While the penetrating oil was...penetrating, I pondered a lot and searched the interwebs about a method of driving the column out. I read one post where someone used a die from a large metal punch. That got me thinking about a drift that would work.

The column's hole diameter is about 2.25 inches, and the wall thickness is about 0.438 inches. I don't have a hole punch that large on hand. But it dawned on me that I might be able to get a black iron pipe fitting that would work as a drift.

So here you have it - straight from the Despot. It's a 1.5 inch coupler, with a 1.5 x 4 inch pipe nipple threaded in.

It's actually reversed in the picture - I put the pipe end into the column and drove the coupling into the column. The pipe more or less worked as a guide to keep the coupling/drift in place.

Here it is, ready to be whacked on.

I grabbed my 2.5 lb engineer's hammer and had at it.
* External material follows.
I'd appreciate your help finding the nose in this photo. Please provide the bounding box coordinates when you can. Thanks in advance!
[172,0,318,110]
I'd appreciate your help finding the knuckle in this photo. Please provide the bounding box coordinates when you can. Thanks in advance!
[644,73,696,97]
You see what I mean about the pipe as a guide? It would have been too difficult to try to hold the drift with one hand and hammer with the other. The thing needed to be lined up in place.

Note the rust also. Not awful, but fairly heavy.

Here I start thwacking away.

After 5 or 6 strokes, I note the column moving inward!

Whoo hoo.

So I keep at it and before I know it, it's driven halfway through the base.

The drift fit perfectly inside the column hole, so it was aligned perfectly as it went deeper.

With the column about 2/3 of the way out, the locking shoe popped out of the bottom.

You can see where the shoe fits inside the base, then a large set screw locks the shoe against the column.

Ain't cast iron great?

Oddly enough, driving out last 1/2 inch or so was tough!

The drift was too far into the hole to hit, so I reversed the drift so that the pipe was on the outside, and I drove the pipe.

And you see the result - the column is free! Yes yes oh yes.

Now I'll work on getting the rust off the base.